2002-08-17 / Glasgow Herald / Michael Tumelty

Goldberg Variations, Usher Hall

WELL, it happened. The Festival’s first sell-out concert in the new Royal Bank £5 series. The mechanics of how Friday night’s concert, with Canadian pianist Angela Hewitt playing Bach’s Goldberg Variations, actually got off the ground led to an extraordinary sense of pre-concert excitement in and around the Usher Hall.

The reason? Following its own rules for the new late-night series, the Festival had guaranteed tickets would be available to buy on the day and evening of the concert. So, even with advance sales promising the biggest attendance to date, the Festival held back 500 tickets for sale on the day.

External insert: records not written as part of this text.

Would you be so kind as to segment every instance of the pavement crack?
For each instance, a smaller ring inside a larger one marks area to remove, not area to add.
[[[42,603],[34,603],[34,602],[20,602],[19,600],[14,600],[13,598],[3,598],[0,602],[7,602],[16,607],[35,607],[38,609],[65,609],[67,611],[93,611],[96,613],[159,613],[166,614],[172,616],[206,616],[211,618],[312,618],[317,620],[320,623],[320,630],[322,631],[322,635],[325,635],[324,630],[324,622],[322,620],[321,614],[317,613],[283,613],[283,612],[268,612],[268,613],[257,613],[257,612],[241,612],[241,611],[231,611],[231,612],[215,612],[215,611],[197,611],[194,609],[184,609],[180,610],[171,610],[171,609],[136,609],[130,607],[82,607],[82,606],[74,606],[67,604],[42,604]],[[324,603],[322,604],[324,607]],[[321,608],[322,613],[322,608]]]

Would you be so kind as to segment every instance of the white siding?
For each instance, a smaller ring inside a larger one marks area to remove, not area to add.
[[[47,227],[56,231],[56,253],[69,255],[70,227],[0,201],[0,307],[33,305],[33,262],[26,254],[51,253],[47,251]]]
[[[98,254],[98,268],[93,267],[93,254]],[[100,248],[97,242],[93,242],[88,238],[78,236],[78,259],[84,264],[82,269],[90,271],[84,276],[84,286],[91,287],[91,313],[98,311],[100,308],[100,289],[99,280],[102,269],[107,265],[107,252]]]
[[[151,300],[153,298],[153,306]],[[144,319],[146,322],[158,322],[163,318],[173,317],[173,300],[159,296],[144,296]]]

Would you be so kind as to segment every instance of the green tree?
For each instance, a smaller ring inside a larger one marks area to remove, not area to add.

It was like the opening of Harvey Nicks all over again, only more exciting because it was about art, not greed. Before 10pm crowds were milling around the outside of the hall while a huge queue extended from the box office out into the street. Inside, people dashed for seats (they are unreserved for this series). By 10.30, kick-off time, people were still streaming into the hall, and it was clear there was no way the event could start on time.

An announcement, 10 minutes later, explained the box office was overwhelmed, and thanked everyone for their patience. A senior usher said they were going to “do their damnedest” to get everyone in. They did. By this time the hubbub and atmosphere in the hall were electric.

The hush that spread throughout the vast crowd, as the renowned Canadian pianist and Bach specialist poetically unveiled the aria that is the subject of Bach’s monumental set of variations, was rapt. And that mood was sustained as, for the next hour, Hewitt wove spellbinding magic from the music, a masterly performance becoming, ultimately, a great account of a towering work.

The antithesis of the Glenn Gould style, Hewitt’s version was all about lyricism and expressiveness, with the variations delivered with the lightest touch. Fluidity was all in this account, which had tremendous emotional depth and concentration. What a pianist. What a performance. What a series. What an experience.